En Mai 68, au 153e Rimeca, à Mutzig, un comité d’action proclame dans un tract : « Nous ne tirerons pas sur nos frères ouvriers. » La menace du recours à l’armée n’est pas abstraite. En 1971, l’armée brise la grève des conducteurs de la RATP ; en 1974, celle des éboueurs parisiens.
Incorporant des jeunes ayant connu Mai 68, l’armée ne demeure pas imperméable à la contestation. En 1970, un rapport de la sécurité militaire (rapport secret que la Ligue communiste publie à 15 000 exemplaires) pointe des « menées antimilitaristes ». Au cours des années 1970, s’appuyant sur les mobilisations de la jeunesse scolarisée, particulièrement celle du printemps 1973 contre la loi Debré, l’extrême gauche impulse des structures civiles : Comité de défense des appelés, Comité antimilitariste, Informations pour les droits du soldat, qui appuient la formation de comités de soldats dans les casernes.

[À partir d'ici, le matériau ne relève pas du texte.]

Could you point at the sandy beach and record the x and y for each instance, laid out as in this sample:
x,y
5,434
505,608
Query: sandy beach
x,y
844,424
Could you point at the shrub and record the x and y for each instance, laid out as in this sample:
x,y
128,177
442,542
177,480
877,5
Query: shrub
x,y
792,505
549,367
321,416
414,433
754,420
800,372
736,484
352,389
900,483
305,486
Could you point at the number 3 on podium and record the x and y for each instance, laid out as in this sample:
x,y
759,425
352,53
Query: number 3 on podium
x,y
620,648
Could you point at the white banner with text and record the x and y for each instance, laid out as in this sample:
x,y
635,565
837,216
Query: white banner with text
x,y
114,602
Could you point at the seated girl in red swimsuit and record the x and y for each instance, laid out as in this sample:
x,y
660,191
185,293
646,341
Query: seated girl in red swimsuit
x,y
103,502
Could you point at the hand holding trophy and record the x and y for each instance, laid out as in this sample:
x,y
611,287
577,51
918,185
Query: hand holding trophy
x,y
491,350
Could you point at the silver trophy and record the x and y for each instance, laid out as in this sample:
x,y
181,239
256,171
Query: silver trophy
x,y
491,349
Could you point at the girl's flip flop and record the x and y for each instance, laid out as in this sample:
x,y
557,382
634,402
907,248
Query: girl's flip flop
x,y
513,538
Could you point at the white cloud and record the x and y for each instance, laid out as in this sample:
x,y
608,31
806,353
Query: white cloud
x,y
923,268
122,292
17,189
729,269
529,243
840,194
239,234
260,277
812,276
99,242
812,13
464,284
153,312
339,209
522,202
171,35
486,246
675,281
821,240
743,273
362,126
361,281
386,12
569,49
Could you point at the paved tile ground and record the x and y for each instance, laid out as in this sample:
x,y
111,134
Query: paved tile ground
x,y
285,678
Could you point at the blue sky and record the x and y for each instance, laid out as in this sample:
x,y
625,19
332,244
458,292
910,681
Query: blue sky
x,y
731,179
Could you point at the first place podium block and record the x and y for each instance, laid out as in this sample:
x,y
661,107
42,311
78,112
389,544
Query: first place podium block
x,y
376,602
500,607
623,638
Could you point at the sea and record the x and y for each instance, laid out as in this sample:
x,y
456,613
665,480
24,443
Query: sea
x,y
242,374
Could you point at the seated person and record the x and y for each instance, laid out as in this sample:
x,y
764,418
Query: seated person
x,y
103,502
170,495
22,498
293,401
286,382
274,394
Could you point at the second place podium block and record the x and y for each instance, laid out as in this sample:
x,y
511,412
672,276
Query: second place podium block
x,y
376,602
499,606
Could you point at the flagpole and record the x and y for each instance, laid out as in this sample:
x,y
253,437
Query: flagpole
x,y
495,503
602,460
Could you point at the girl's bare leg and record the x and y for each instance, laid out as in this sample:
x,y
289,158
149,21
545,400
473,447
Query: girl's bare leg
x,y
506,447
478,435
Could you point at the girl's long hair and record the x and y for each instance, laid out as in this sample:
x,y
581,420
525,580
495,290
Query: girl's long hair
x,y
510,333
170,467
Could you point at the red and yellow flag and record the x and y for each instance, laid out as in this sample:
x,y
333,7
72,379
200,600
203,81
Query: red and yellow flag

Lors de la campagne présidentielle de 1974, l’Appel des cent soldats réclamant l’amélioration des conditions matérielles, l’abolition de la censure, la liberté d’expression et d’organisation, récolte 6000 signatures. En septembre 1974, à Draguignan, une manifestation de 200 soldats traverse la ville. À Karlsruhe, en Allemagne, c’est en janvier 1975 qu’un défilé a lieu. Des dizaines de journaux de soldats voient le jour. L’idée d’un syndicat de soldats progresse. Le 4 novembre 1975, à Besançon, une conférence de presse tenue dans les locaux de l’union locale CFDT annonce la création d’une section syndicale de soldats au 19e RG.
La campagne de répression, impliquant la Cour de sûreté de l’État, n’empêche pas la mise sur pied de coordinations régionales. Une réunion nationale des comités, en mai 1977, décide une campagne « transports gratuits ». En 1978, aux élections législatives, des candidats soldats sont présentés dans certaines circonscriptions sous l’égide de la campagne commune « pour le socialisme, le pouvoir aux travailleurs », menée par les Comités communistes pour l’autogestion, la LCR et l’Organisation communiste des travailleurs.
L’armée s’est professionnalisée, mais le droit syndical n’y est toujours pas reconnu. En 2000, un mouvement de revendication chez les gendarmes a conduit à la formation d’associations et de délégués. Un combat qui n’est pas terminé.